Milo lo siguió. Mientras caminaba iba pensando en muchas cosas. No sabía si hacía lo correcto o no en todo caso le parecía mejor que dormir en un lugar inseguro, pero nada le aseguraba que el santuario fuese seguro. Mientras pensaba en todas esas cosas sintió demasiada hambre y se dio cuenta de que no había comido nada desde el medio día.

- Supongo que debes tener hambre; - dijo Shion de improviso lo cual sorprendió mucho a Milo haciéndolo levantar la vista del suelo - no te preocupes en el Santuario hay comida, allí podrás comer algo

- Gracias

El camino era largo y difícil. Era una gran pendiente con muchas trampas y en muchas ocasiones Milo estuvo a punto de caerse. El sol ya se había ocultado por completo, el cielo estaba lleno de estrellas y la luna acababa de salir y del oeste llegaba la suave brisa marina. Mientras más cerca del Santuario se encontraban, Milo estaba más seguro de que la decisión que acababa de tomar había sido la correcta.
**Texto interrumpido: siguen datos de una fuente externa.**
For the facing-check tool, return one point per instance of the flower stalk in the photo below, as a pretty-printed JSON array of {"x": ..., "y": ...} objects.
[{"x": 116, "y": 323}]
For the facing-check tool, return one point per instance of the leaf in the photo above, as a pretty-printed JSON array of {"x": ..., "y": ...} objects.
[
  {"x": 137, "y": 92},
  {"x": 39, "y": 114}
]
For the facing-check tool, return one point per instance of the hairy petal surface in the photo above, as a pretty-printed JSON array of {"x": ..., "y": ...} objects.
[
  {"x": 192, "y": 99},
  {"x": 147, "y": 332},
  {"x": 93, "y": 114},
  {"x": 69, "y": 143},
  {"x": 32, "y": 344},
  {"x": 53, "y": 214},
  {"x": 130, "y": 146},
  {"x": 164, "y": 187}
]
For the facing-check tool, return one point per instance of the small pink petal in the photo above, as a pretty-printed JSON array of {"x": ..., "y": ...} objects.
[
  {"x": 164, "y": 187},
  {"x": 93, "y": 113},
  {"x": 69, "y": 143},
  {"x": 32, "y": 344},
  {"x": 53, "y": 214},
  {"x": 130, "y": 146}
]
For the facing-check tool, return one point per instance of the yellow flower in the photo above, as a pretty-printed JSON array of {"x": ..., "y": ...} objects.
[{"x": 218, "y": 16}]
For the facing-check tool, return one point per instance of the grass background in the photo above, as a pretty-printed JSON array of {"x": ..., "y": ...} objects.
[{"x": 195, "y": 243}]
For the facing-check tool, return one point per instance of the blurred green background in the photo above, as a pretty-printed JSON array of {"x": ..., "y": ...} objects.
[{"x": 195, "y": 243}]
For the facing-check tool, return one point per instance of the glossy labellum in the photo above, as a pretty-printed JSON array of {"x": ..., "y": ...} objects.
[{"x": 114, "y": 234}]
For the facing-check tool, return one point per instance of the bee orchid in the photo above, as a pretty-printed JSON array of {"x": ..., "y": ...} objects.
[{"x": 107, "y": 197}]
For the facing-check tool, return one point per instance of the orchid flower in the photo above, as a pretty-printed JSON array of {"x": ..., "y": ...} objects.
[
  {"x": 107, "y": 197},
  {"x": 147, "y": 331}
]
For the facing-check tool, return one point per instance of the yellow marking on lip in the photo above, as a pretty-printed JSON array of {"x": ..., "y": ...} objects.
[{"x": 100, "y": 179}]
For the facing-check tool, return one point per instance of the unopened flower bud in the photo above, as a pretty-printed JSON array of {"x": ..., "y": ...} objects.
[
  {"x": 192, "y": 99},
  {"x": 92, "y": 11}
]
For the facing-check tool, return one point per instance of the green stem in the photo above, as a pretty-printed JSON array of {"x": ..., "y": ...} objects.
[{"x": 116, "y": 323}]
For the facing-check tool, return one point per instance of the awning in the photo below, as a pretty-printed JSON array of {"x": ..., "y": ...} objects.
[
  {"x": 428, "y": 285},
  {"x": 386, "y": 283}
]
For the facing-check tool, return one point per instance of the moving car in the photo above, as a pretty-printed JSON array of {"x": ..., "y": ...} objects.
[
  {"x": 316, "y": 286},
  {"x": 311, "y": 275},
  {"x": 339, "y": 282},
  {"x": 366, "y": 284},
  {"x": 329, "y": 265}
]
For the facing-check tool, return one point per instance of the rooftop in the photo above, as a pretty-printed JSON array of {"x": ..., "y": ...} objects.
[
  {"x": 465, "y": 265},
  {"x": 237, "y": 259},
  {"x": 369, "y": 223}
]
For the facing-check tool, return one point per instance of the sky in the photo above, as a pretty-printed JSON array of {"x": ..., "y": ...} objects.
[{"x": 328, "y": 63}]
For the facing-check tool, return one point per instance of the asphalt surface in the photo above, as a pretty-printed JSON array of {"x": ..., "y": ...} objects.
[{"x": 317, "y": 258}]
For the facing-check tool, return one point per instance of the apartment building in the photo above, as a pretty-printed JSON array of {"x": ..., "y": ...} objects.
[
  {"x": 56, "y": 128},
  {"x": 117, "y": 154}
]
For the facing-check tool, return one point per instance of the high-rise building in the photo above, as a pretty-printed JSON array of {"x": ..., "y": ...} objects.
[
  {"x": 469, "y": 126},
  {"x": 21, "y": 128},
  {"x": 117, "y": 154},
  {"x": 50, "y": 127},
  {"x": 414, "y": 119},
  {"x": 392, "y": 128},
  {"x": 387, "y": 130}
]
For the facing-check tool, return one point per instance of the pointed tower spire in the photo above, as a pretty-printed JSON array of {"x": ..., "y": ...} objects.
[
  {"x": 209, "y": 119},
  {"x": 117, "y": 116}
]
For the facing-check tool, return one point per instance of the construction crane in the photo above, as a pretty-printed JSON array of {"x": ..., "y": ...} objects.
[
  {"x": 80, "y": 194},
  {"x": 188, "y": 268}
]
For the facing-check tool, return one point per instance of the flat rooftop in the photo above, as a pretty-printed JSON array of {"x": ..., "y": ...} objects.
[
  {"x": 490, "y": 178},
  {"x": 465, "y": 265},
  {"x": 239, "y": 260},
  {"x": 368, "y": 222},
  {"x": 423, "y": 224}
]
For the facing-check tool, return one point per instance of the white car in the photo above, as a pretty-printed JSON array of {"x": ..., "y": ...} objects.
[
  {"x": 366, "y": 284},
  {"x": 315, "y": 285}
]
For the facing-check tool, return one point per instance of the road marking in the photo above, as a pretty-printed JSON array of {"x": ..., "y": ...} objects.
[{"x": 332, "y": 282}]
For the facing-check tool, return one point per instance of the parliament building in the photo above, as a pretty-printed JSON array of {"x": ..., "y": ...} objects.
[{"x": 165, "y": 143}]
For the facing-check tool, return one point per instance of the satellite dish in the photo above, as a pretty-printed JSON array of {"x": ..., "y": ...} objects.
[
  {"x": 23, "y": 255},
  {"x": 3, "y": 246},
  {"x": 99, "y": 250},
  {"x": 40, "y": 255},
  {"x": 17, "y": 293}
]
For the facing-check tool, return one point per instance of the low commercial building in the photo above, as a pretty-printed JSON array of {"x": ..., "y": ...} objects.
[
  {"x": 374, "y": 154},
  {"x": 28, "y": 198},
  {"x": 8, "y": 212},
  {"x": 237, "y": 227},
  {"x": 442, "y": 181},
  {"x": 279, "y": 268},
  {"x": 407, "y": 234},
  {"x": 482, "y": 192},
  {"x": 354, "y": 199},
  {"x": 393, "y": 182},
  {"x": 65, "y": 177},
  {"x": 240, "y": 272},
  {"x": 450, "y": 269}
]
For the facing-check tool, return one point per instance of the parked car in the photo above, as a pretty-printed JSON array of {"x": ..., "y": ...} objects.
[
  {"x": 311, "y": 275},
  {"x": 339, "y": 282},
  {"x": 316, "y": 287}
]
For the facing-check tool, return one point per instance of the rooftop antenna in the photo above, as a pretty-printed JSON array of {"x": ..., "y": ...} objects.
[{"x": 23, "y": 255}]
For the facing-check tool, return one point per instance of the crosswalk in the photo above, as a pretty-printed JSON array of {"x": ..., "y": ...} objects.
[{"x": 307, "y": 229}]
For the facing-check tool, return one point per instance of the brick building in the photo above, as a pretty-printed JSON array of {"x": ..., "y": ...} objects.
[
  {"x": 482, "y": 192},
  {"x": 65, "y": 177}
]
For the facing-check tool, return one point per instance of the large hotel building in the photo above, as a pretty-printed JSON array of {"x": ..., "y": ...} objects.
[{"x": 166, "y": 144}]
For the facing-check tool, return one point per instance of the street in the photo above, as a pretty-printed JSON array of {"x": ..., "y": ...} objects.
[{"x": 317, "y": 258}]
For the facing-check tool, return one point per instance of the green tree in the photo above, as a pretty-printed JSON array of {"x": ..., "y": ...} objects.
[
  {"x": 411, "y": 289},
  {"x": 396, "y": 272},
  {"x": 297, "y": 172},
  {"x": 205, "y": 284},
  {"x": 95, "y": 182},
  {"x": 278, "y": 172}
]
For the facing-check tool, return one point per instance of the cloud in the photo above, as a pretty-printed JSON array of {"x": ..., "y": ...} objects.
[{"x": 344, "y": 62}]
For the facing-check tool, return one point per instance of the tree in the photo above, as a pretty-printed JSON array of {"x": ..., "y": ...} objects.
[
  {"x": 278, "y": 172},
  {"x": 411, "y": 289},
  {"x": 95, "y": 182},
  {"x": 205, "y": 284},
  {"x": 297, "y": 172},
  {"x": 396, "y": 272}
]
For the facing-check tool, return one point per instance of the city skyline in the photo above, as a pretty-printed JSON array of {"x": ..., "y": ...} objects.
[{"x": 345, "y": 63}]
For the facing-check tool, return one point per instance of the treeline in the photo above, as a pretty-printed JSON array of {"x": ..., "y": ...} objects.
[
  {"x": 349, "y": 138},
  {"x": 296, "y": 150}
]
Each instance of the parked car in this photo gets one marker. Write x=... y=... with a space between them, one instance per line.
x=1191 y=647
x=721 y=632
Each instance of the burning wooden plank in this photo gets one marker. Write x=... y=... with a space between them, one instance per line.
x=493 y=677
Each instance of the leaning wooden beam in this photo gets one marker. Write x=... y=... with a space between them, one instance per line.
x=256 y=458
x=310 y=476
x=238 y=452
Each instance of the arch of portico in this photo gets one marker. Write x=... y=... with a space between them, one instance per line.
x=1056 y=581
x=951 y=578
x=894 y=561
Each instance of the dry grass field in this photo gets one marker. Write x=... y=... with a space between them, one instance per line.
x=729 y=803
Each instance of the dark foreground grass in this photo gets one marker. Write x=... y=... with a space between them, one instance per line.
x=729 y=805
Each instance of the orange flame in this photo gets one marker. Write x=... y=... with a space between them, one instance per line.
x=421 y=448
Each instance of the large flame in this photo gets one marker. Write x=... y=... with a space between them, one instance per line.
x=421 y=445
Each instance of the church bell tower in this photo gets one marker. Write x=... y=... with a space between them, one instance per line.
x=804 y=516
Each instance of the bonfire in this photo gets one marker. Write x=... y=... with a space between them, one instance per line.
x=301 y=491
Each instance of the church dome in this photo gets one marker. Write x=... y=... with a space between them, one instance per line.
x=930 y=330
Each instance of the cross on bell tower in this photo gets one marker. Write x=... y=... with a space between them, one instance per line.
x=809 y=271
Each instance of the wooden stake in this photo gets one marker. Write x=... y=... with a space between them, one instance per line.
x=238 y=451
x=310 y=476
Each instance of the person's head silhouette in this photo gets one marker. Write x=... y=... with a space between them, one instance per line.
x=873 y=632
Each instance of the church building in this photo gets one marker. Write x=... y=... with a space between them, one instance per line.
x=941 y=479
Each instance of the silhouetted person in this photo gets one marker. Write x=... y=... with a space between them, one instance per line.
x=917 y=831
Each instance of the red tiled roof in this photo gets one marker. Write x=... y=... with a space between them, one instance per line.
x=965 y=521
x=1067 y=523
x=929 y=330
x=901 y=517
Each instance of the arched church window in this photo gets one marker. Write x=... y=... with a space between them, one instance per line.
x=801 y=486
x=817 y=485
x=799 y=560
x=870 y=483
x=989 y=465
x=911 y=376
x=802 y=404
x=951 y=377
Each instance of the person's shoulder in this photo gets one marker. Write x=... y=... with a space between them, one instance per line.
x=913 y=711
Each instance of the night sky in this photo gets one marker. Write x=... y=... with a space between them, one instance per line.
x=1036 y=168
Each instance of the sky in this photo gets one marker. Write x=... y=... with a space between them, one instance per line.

- Hemos llegado - anunció Shion

La entrada del Santuario estaba vigilada por una gran cantidad de guardias todos ellos vestidos con camisetas y pantalón deportivo verde seco que a la vez contaban con casco, una pequeña armadura que protegía el área del corazón, rodilleras y estaban armados con lanzas.

- Buenas noches, señor - dijeron todos los guardias al unísono a Shion

- Buenas noches - respondió

Milo jamás había visto a tantos guardias juntos. Había visto uno o dos en la ciudad, pero nunca tantos. Cuando entraron, Milo se asombró aun más al ver el coliseo.

- Aquí va a ser donde entrenes de ahora en adelante - dijo Shion señalando una gran construcción redonda muy parecida al coliseo romano. Milo solo dedicaba a ver con una expresión llena de asombro, sus ojos azules no dejaban de mirar a todos lados.

Shion condujo a Milo hacia un área llena de pequeñas casas, todas ellas del mismo tamaño. Shion lo llevó hacía una de las que estaba en la primera fila al centro.

- Aquí será donde vas a dormir - dijo

- Si, señor - contestó Milo sin dejar de admirar el lugar

- Desde que veníamos pude notar que tenías hambre - Milo se volteó a verlo - Si quieres comer algo, en la bodega encontrarás comida - Shion señaló hacia la casa más grande - La bodega se encuentra en la orilla a la derecha, es el cuarto más grande; de todos modos hay un poco de comida en esta casa.

Shion se alejó y Milo entró en el cuarto. El cuarto tenía lo necesario: una cama, una mesa, una cajonera, un baño completo, un pequeño refrigerador y una pequeña estufa. Al lado derecho de la estufa había una pequeña despensa con todas las especias necesarias para cocinar y huevos; arriba se encontraban tres pequeños departamentos en los que había platos, vasos y sartenes y a la izquierda había un pequeño lavabo para lavar los trastes. Sobre la cama había una ropa muy parecida a la de los guardias que protegían la puerta, sólo que no tenía el casco, se veía más ligera y era de color verde opaco.

Milo empezó a buscar la comida. En el refrigerador encontró manzanas, naranjas, leche, un poco de jamón y salchicha, queso, tortillas, limones y agua. Sobre el refrigerador había una canasta de tamaño regular que contenía cajas de cereal, pan integral y bolsas de sopa. Parece como si me esperaran pensó.

Tomó una manzana del refrigerador y se la comió en un instante. Entró en el baño y vio que había un cepillo de dientes y una pasta dental. Se cepilló los dientes y se fue a acostar. Había tenido un día difícil por lo que se durmió enseguida.